Session hijacking usually refers to the ability to take over a network conversation between the client and the server. For example, a login process to your personal internet banking account, it is called a session that is valid for 15 minutes. In order for a session hijack to be successful, it must involves a passive monitoring process, called sniffing. The attacker must monitor and capture the packets passing through a given network first, before actively trying to inject a packet or frame to act as one of the communicating hosts.

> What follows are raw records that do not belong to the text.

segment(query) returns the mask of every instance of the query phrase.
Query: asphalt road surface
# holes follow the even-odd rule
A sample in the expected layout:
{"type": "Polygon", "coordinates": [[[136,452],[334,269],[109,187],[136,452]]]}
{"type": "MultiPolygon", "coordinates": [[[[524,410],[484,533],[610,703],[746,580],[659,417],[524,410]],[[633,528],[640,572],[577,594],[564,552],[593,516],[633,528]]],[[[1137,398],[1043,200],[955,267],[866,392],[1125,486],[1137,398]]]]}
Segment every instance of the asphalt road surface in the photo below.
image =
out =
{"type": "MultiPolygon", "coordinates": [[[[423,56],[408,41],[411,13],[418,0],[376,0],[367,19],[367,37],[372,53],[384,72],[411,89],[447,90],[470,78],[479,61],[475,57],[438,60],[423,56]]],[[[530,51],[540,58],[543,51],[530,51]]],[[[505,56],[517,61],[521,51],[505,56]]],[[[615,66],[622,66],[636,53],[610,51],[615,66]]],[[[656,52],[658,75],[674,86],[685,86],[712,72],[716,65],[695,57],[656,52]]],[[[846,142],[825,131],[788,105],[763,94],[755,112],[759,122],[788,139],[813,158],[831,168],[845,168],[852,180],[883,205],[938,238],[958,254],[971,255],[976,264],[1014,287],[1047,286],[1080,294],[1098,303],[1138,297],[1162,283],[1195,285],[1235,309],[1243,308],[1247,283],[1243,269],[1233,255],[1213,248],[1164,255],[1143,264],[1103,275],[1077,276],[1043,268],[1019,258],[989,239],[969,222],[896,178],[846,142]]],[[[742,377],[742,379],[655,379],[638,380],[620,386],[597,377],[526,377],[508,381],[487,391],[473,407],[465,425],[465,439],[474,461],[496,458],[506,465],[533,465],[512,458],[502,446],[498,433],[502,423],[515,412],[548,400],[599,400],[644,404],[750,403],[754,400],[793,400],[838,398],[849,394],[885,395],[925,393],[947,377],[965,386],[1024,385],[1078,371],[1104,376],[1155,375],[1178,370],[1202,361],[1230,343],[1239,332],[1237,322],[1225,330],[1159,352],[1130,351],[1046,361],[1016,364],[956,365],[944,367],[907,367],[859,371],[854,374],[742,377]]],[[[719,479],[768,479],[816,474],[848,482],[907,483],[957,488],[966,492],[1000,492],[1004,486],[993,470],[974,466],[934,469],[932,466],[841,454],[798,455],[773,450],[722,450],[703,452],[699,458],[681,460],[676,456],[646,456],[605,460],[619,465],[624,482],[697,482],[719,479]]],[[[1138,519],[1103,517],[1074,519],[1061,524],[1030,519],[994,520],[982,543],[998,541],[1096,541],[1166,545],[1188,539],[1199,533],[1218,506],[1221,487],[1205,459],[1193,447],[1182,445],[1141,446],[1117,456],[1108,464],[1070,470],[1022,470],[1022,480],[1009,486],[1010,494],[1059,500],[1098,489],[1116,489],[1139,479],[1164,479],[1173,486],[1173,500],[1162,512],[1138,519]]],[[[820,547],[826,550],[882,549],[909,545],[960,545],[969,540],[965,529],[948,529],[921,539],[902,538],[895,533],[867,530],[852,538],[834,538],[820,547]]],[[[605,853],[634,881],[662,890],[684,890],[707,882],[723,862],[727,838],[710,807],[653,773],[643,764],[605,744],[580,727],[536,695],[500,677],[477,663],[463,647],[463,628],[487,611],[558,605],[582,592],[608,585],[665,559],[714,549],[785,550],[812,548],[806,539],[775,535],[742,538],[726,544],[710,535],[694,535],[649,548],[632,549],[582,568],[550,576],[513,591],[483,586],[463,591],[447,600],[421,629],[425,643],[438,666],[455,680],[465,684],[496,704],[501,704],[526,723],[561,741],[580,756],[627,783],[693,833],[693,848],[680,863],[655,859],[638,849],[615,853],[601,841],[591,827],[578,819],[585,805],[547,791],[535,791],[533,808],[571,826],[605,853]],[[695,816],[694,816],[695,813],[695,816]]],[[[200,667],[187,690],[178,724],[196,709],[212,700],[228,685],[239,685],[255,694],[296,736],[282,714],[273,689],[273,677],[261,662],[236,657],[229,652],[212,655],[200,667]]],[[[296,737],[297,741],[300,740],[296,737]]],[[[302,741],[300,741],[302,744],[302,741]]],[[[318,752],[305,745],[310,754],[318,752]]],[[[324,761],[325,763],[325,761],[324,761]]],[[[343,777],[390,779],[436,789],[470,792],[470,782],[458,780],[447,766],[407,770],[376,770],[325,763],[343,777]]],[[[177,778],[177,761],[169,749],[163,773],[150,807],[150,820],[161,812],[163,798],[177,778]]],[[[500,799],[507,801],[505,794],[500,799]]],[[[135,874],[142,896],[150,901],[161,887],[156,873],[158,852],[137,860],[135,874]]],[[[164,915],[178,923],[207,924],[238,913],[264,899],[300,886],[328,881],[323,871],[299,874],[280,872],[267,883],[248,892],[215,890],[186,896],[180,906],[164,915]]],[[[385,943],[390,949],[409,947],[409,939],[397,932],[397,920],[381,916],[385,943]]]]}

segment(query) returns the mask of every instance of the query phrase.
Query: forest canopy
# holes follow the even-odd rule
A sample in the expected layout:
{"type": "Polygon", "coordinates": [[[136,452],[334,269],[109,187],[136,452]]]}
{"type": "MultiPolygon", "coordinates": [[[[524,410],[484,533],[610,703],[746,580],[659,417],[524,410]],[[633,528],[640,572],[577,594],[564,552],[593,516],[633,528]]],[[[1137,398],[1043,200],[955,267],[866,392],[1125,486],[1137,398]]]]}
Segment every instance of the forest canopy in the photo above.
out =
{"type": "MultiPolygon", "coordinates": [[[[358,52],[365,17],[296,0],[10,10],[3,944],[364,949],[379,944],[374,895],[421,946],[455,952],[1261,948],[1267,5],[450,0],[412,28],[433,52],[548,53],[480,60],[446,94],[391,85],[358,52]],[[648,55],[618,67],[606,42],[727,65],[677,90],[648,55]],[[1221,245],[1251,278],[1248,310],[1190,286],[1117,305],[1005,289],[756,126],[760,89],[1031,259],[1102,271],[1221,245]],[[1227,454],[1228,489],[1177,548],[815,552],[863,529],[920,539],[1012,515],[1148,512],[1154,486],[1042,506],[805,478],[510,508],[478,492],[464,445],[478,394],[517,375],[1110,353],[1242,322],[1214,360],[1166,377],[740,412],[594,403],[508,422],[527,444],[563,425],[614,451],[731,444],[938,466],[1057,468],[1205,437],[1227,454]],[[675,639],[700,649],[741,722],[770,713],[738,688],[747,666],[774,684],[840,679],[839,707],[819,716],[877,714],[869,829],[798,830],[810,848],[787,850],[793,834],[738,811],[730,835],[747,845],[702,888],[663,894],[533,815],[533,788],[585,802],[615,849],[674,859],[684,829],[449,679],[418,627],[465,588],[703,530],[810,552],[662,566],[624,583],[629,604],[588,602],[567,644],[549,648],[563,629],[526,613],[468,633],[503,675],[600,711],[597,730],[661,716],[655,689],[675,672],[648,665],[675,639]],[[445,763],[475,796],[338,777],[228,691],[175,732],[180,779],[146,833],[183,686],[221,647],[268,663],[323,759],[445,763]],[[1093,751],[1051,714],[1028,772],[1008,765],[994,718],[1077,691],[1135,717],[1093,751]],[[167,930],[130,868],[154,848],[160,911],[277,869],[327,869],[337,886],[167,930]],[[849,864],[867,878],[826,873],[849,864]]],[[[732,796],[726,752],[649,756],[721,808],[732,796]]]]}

Session hijacking is very similar to spoofing, except there is no guessing involved as all the necessary information are available to the attacker
What does “session hijacking” involve?
The combination of “passive” and “active” actions refers to interception and injection. It allows an attacker to avoid password protections by taking over an existing connection once authentication is completed. This bypass the authentication process, allowing them to perform any action on that system.
An example from sciencedirect.com : For example, if I am sniffing your network, I might be aware that you have a Telnet session between your network management system on address 10.0.0.1 and your key system 10.0.0.100. If I send a series of packets to the NMS on 10.0.0.1 that causes you to drop the connection but at the same time continue to send packets to 10.0.0.100 with a spoofed address of 10.0.0.1, I have hijacked the session.
Why is “session hijacking” a successful cyber-attack option?
Weak session-ID generation algorithm/small session IDs: Most websites use linear algorithms to predict variables such as time or ip address for generating session IDs
Indefinite session-timeout: Session IDs with an indefinite expiration time allows an attacker with unlimited time to guess a valid session ID. The attacker uses static-session IDs ( similar to the “remember me” option ) to the user’s web account after capturing user’s cookie file.
Countermeasures do not work without encryption: Sniffing session ID is easy on a flat network if transport security is not set up/configured properly. During transmission of session ID cookies, the web application needs to use proper SSL encryption, but an attacker could bypass the encryption to capture the session IDs containing the actual logon information through sniffing.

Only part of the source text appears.